The Staircase of Fire starts when Rose, an African American lady, insists on her right to vote. In the extremely racist town of Shakertown, this is something that cannot be stood for and Rose and her son, James, decide to leave. But on their way out, James kills one of the KKK assaulting his mother and gets murdered in return. All this is witnessed by Tom, who's still dealing with the guilt from his sisters' death. Scared to say a word, Tom resolves to find the Shake gold and leave this town for good.

While the start of the novel feels like a mystery, this is really more of a bildungsroman. Yes, Tom does hunt down clues to find the gold but this story is really about Tom coming to grips with his past and with the society he lives in. It's about him growing up and deciding what kind of man he wants to be. The search for the gold is a small part of the book compared to Tom's journey.
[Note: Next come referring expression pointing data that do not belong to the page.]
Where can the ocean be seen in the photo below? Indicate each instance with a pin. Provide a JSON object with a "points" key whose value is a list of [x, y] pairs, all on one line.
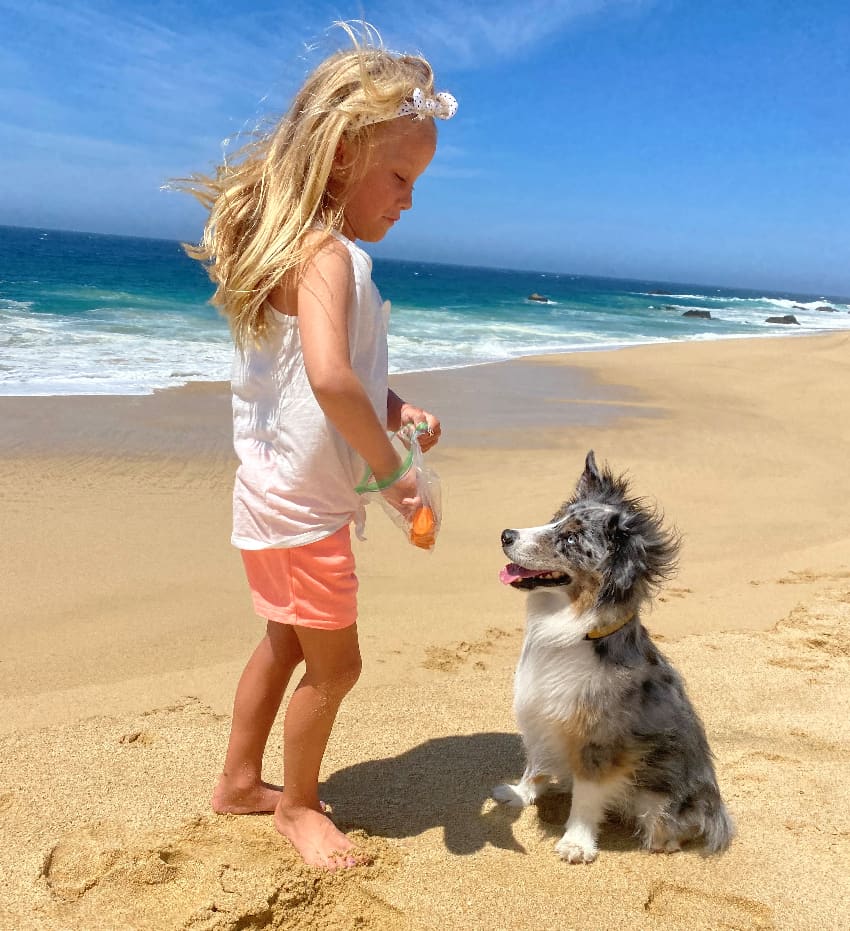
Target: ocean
{"points": [[84, 313]]}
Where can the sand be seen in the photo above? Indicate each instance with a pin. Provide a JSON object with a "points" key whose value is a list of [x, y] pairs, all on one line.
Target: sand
{"points": [[125, 625]]}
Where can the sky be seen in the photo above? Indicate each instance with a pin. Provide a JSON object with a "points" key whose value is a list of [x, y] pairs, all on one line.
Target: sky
{"points": [[703, 141]]}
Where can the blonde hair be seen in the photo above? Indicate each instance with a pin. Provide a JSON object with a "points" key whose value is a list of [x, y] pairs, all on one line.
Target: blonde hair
{"points": [[263, 202]]}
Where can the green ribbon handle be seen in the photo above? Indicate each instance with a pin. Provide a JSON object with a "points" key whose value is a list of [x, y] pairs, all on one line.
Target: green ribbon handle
{"points": [[380, 484]]}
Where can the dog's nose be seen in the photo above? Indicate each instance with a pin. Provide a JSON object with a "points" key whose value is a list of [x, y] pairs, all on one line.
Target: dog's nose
{"points": [[508, 537]]}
Like I mentioned before, Tom grows a lot in this book and I really enjoyed reading his journey. It seems like almost every white character is racist in some way (which is historically accurate) and it was refreshing to see Tom learn to break out of the narrow-minded thinking that he had and which surrounds him.

Just a note of warning: apart from some violence, there is mention of sex and sexual assault in the book. It's nothing explicit, but if you're sensitive or if you want to give this to a younger kid to read, you might want to keep it in mind.

Disclaimer: I got a free copy of this book from the publisher via NetGalley in exchange for a free and honest review.